IBM also holds joint projects with the Israeli military’s Computer Service and Cyber Defense Divisions, focusing on advanced fields such as Artificial Intelligence (AI) and Machine Learning (ML).1 This collaboration extends to general product development, with IBM actively marketing specialized, AI-enhanced solutions for defense organizations designed to accelerate mission planning and decision support, often trained on military doctrines.9
The depth of this relationship is underscored by the ideological alignment expressed by both parties. Israeli military officers have described Red Hat as a “business partner,” and company executives have similarly publicly acknowledged the Israeli military as their “partner” and “leading customer,” expressing “great pride” in enhancing their capabilities.2 Such statements negate any possibility that the relationship is merely incidental or general commercial activity.

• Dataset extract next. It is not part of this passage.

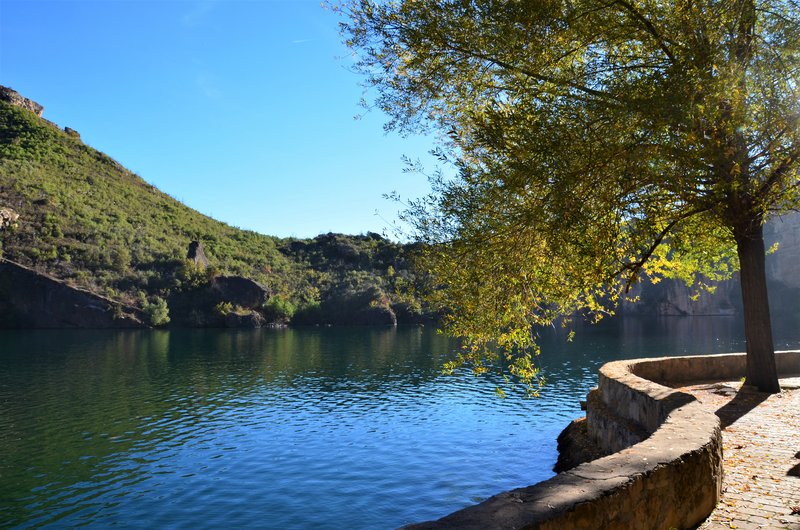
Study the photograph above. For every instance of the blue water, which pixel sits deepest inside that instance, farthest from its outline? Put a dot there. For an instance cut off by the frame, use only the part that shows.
(299, 428)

IBM’s influence extends beyond direct IDF contracts into the broader Israeli defense industrial base.
The company offers its hybrid cloud application platform, Red Hat OpenShift, to government ministries and state-owned defense companies, including major arms manufacturers such as Israel Aerospace Industries (IAI) and Rafael Advanced Defense Systems.5 IAI and Rafael are crucial to the production of core Israeli defense and missile systems, including the Iron Dome and Spike missiles.3 The provision of critical cloud infrastructure to these entities, even if general-purpose, supports the production and logistical continuity of weapon systems used in military operations.
Although specific components of IBM software integrated into weapon systems are not confirmed, IBM’s general focus on AI-driven supply chain visibility and optimization for the defense industry 12 implies a substantial role in the logistical continuity of the broader Israeli defense sector.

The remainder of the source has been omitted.